Content-addressable compute cache with git semantics
Run a function once. Get the same result instantly every time after that.

Install · Quick Start · Why · Use Cases · CLI · API · How It Works

Install

Global CLI tool (recommended):

uv tool install cashet
# or
pipx install cashet

Then use the CLI anywhere:

cashet --help

In a project (library + CLI):

uv add cashet
# or
pip install cashet

This installs cashet as both an importable Python library (from cashet import Client) and a project-local CLI (uv run cashet).

Develop / contribute:

git clone https://github.com/jolovicdev/cashet.git
cd cashet
uv sync
uv run pytest

Quick Start

from cashet import Client

client = Client()  # creates .cashet/ in current directory

def expensive_transform(data, scale=1.0):
    # imagine this takes 10 minutes
    return [x * scale for x in data]

# First call: runs the function
ref = client.submit(expensive_transform, [1, 2, 3], scale=2.0)
print(ref.load())  # [2.0, 4.0, 6.0]

# Second call with same args: instant — returns cached result
ref2 = client.submit(expensive_transform, [1, 2, 3], scale=2.0)
print(ref2.load())  # [2.0, 4.0, 6.0] — no re-computation

You can also use Client as a context manager to ensure the store connection is closed cleanly:

with Client() as client:
    ref = client.submit(expensive_transform, [1, 2, 3], scale=2.0)
    print(ref.load())

Chain tasks into a pipeline where each step's output feeds into the next:

from cashet import Client

client = Client()

def load_dataset(path):
    return list(range(100))

def normalize(data):
    max_val = max(data)
    return [x / max_val for x in data]

def train_model(data, lr=0.01):
    return {"loss": 0.05, "lr": lr, "samples": len(data)}

# Step 1: load
raw = client.submit(load_dataset, "data/train.csv")

# Step 2: normalize (receives raw output as input)
normalized = client.submit(normalize, raw)

# Step 3: train (receives normalized output)
model = client.submit(train_model, normalized, lr=0.001)

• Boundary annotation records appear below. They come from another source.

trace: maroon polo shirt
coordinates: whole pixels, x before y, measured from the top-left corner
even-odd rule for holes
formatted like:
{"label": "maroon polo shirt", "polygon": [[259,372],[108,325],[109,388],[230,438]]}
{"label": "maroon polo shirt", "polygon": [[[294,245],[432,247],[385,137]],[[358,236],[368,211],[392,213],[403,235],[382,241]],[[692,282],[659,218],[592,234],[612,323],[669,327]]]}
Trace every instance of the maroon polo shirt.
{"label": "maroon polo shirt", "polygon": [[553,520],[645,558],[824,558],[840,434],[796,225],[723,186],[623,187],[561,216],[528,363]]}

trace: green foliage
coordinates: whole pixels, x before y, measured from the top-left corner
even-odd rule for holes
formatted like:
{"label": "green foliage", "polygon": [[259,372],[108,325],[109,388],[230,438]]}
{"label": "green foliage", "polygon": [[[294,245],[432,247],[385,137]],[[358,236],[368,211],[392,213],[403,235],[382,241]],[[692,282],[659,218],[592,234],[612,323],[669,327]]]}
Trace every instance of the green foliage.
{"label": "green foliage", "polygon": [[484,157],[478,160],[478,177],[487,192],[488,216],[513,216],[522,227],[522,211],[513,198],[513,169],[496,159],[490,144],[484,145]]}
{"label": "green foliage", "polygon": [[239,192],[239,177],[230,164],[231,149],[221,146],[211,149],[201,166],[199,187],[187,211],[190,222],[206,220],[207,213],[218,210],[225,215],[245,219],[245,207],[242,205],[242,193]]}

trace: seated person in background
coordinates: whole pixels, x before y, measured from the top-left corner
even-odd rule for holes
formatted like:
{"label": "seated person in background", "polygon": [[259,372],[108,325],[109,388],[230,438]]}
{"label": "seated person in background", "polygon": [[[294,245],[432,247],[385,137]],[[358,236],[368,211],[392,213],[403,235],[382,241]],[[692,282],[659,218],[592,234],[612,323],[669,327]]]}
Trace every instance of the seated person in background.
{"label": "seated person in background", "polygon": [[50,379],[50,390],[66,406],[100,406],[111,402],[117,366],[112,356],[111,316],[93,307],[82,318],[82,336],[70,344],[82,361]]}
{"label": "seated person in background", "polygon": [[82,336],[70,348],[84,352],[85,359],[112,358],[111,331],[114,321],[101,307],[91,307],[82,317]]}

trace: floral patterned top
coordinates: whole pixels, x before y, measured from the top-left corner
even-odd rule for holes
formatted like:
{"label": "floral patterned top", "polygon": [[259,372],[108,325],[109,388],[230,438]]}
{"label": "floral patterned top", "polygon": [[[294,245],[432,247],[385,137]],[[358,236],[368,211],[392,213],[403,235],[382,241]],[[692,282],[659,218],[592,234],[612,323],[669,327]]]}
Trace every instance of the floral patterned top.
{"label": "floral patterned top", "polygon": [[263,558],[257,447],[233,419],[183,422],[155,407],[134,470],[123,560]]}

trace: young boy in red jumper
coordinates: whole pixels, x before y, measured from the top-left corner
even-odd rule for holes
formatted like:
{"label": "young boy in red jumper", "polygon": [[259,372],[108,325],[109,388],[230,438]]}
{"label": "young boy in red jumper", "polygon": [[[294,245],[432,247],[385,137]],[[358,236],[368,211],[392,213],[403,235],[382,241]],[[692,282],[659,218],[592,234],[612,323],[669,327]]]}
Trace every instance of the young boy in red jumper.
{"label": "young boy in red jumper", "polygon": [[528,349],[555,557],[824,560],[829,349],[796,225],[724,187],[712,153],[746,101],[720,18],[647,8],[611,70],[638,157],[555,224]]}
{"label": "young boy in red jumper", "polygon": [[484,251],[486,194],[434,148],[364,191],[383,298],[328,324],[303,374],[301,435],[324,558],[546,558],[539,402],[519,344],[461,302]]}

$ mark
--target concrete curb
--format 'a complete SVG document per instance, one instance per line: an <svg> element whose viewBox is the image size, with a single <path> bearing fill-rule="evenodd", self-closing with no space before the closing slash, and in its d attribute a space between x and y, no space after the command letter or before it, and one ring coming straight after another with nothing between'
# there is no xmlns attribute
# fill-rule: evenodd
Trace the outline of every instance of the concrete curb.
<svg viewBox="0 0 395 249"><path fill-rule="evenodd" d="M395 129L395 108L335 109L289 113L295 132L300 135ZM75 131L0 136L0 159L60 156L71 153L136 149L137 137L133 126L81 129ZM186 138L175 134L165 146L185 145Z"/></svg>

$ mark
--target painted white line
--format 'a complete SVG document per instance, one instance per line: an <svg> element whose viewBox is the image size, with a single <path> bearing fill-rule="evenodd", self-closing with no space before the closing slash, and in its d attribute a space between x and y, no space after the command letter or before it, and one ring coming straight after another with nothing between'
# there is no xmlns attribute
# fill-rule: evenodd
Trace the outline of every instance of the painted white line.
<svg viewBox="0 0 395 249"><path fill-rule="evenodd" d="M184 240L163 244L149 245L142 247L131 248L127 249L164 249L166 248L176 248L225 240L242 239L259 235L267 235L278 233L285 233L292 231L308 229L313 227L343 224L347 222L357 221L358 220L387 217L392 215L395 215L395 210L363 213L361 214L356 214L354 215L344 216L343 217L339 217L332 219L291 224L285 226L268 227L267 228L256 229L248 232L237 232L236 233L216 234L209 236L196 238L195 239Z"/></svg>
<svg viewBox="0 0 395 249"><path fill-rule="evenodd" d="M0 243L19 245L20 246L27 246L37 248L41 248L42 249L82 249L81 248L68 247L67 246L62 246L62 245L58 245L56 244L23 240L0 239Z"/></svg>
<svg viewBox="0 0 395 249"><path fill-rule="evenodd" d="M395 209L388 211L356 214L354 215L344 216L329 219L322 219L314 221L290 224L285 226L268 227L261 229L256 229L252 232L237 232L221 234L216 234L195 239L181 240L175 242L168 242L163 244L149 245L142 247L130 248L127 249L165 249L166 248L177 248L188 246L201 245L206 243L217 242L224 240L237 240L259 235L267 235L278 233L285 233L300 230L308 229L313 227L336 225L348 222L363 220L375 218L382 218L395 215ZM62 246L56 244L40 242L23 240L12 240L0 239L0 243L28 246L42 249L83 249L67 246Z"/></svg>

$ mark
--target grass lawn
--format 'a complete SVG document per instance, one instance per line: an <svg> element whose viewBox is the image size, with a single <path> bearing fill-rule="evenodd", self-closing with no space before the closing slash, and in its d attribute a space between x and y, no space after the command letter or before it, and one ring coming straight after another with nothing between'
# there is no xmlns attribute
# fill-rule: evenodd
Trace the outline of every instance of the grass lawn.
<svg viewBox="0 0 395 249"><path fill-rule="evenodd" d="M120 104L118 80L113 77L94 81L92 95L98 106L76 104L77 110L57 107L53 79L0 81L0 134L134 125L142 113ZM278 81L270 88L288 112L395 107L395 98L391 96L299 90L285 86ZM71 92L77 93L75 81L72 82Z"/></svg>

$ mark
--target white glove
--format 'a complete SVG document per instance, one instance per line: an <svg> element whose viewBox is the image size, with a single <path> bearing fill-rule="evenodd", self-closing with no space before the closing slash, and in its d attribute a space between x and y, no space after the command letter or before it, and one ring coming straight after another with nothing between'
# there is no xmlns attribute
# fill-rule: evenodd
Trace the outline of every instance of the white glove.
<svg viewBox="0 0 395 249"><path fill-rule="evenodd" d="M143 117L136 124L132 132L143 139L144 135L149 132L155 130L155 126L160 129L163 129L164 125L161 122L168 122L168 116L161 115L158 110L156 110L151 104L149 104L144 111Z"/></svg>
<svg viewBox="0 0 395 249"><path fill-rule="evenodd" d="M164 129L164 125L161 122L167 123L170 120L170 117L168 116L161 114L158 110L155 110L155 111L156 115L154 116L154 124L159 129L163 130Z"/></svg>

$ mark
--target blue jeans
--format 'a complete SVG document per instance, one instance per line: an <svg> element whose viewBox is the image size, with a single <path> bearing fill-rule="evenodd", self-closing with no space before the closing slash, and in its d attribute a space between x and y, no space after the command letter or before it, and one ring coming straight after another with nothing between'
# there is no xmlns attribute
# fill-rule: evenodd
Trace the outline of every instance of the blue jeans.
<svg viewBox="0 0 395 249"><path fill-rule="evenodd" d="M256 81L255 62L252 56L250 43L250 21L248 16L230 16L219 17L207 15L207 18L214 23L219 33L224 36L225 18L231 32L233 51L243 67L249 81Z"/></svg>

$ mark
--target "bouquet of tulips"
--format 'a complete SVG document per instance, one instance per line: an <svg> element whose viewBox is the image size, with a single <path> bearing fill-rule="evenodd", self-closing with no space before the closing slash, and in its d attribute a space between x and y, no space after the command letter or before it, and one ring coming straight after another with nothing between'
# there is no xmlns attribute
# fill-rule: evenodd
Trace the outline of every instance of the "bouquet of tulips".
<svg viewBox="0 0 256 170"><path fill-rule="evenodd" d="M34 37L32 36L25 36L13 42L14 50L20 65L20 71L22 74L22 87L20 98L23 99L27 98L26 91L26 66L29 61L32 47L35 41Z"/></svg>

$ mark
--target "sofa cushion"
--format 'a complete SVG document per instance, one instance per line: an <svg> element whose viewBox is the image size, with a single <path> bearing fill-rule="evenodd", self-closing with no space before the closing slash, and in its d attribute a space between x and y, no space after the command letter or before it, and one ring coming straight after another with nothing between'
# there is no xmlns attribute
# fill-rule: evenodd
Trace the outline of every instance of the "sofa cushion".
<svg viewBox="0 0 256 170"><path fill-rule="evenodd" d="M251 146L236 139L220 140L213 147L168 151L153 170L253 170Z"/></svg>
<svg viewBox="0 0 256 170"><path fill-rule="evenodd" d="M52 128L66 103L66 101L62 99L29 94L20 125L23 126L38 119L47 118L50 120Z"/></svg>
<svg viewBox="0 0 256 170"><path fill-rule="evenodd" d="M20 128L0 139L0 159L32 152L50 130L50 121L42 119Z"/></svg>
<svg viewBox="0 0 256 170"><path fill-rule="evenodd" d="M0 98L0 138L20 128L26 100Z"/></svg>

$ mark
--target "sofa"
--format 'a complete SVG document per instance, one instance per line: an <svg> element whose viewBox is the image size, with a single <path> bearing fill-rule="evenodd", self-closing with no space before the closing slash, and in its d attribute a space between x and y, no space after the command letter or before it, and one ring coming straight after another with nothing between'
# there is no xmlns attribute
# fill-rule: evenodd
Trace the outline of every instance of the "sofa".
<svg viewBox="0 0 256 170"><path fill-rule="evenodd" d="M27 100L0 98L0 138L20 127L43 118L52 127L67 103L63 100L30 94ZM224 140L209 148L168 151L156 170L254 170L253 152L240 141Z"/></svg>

print(model.load())  # {'loss': 0.05, 'lr': 0.001, 'samples': 100}

Re-run the script — everything returns instantly from cache. Change one argument and only that step (and downstream) re-runs.

Why

You already have caches (functools.lru_cache, joblib.Memory). Here's what's different:

	lru_cache	joblib.Memory	cashet
AST-normalized hashing	No	No	Yes (comments/formatting don't break cache)
DAG resolution (chain outputs)	No	No	Yes
Content-addressable storage	No	No	Yes (like git blobs)
CLI to inspect history	No	No	Yes
Diff two runs	No	No	Yes
Garbage collection / eviction	No	No	Yes
Pluggable serialization	No	No	Yes
Explicit cache opt-out	No	Partial	Yes
Pluggable store / executor	No	No	Yes
Persists across restarts	No	Yes	Yes

The core idea: hash the function's AST-normalized source + arguments = unique cache key. Comments, docstrings, and formatting changes don't invalidate the cache — only semantic changes do. Same function + same args = same result, stored immutably on disk. The result is a git-like blob you can inspect, diff, and chain.

Use Cases

1. ML Experiment Tracking Without the Bloat

You run 200 hyperparameter sweeps overnight. Half crash. You fix a bug and re-run. Without cashet, you re-process the dataset 200 times. With cashet:

from cashet import Client, TaskError, TaskRef

client = Client()

def preprocess(dataset_path, image_size):
    # 45 minutes of image resizing
    ...

def train(data, learning_rate, dropout):
    ...

# Batch submit with topological ordering
# TaskRef(0) refers to the first task's output
results = client.submit_many([
    (preprocess, ("s3://my-bucket/images", 224)),
    (train, (TaskRef(0), 0.01, 0.2)),
    (train, (TaskRef(0), 0.01, 0.5)),
    (train, (TaskRef(0), 0.001, 0.2)),
    (train, (TaskRef(0), 0.001, 0.5)),
    (train, (TaskRef(0), 0.0001, 0.2)),
    (train, (TaskRef(0), 0.0001, 0.5)),
])

preprocess runs once — all 6 training jobs reuse its cached output. Re-run the script tomorrow and even the training results come from cache (same function + same args = instant).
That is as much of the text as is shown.